Soybeans were lower on profit taking and technical selling. Contracts started the session higher but moved lower with profit taking and spillover from soybean meal and oil. Nothing has changed fundamentally and weather concerns, especially for northern parts of the growing region, limited losses somewhat. The trade is waiting to see what the USDA reports for total 2021 U.S. planted area, with most expectations for an increase from the March projection. The USDA’s 2021 planted area numbers are out at the end of the month, along with quarterly grain stocks. Both the grain stocks report and the upcoming supply and demand estimates are expected to reflect supply tightness. Weather issues and acreage are both being watched closely because of that supply tightness. The U.S. cash basis has dipped as many processers apparently have near-term needs booked. Producers in Argentina have reportedly sold 20 million tons of the 2020/21 soybean crop, compared to 23.8 million a year ago.

Corn was lower on profit taking and technical selling, unable to follow through on the early gains. Corn was also watching U.S. weather and potential impact on early development and eventual yield, along with declining conditions in Brazil lowering production projections. Several private firms have lowered their guesses for Brazil over the past couple of weeks, with CONAB’s new update due June 10th. The latest estimate from Datagro is 101.65 million tons, above most other projections. The USDA’s next set of supply, demand, and production estimates is also out June 10th. The USDA’s U.S. production projection might be adjusted on the 10th, but any significant revisions might wait until after the updated acreage numbers. Stateside, freeze damage has been reported in parts of the upper Midwest. Ethanol futures were unchanged. The U.S. Energy Information Administration says ethanol production last week averaged 1.034 million barrels a day, up 23,000 on the week and 269,000 on the year. Stocks were reported at 19.588 million barrels, an increase of 608,000 from the previous week’s more than four-year low, but a decrease of 2.888 million barrels from this time last year. There’s been more talk, but no official confirmation, of new export demand from China for corn from either the U.S. or Ukraine. The USDA’s weekly export sales numbers are out Friday.

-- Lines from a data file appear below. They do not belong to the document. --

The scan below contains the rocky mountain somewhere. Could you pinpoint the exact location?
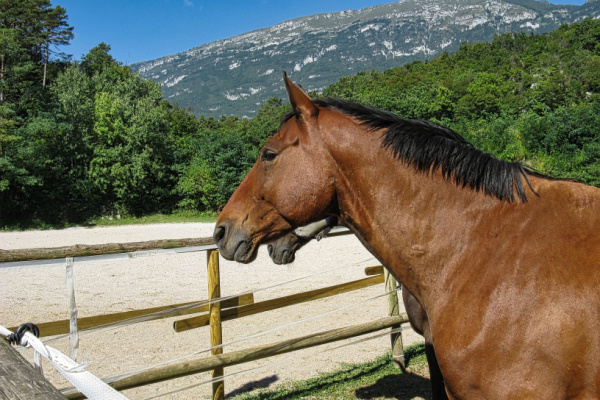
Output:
[131,0,600,117]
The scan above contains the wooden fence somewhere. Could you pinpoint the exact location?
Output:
[0,229,408,399]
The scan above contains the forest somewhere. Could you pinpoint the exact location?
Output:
[0,0,600,229]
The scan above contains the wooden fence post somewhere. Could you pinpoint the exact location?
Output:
[383,268,406,370]
[206,250,225,400]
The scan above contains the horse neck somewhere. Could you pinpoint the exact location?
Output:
[330,126,510,304]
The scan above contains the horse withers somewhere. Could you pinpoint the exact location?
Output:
[214,73,600,399]
[268,217,448,400]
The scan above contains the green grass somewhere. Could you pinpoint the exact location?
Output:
[230,344,431,400]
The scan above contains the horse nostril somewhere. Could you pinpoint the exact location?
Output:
[213,224,227,246]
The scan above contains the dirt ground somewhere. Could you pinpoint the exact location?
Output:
[0,223,424,399]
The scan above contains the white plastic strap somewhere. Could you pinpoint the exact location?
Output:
[65,257,79,360]
[0,326,127,400]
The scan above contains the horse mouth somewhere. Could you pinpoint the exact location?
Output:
[233,240,258,264]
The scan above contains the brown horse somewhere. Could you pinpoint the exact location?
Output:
[268,217,448,400]
[214,73,600,399]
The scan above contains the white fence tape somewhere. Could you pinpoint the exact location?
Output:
[0,326,127,400]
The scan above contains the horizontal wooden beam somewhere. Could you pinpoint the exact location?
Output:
[8,293,254,337]
[62,314,408,399]
[0,237,215,262]
[173,275,383,332]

The wheat complex was lower on profit taking and technical selling, seeing a lack of follow through after higher overnight business and a higher open. Minneapolis was down, still concerned about conditions in the northern and northwestern U.S. Plains into Canada. Chicago and Kansas City are looking at comparatively good winter wheat conditions, but there are areas of concern for that crop as well. Globally, conditions mostly look good, aside from dry conditions in parts of the Black Sea region, especially southern Russia. Russia’s new weekly export tax system is in place, which could complicate trade for the world’s biggest wheat exporter. Moscow said this week the formula-based tariff will remain in place as long as strong demand continues. Rabobank is reportedly projecting a 2% year to year increase for planted area in Australia.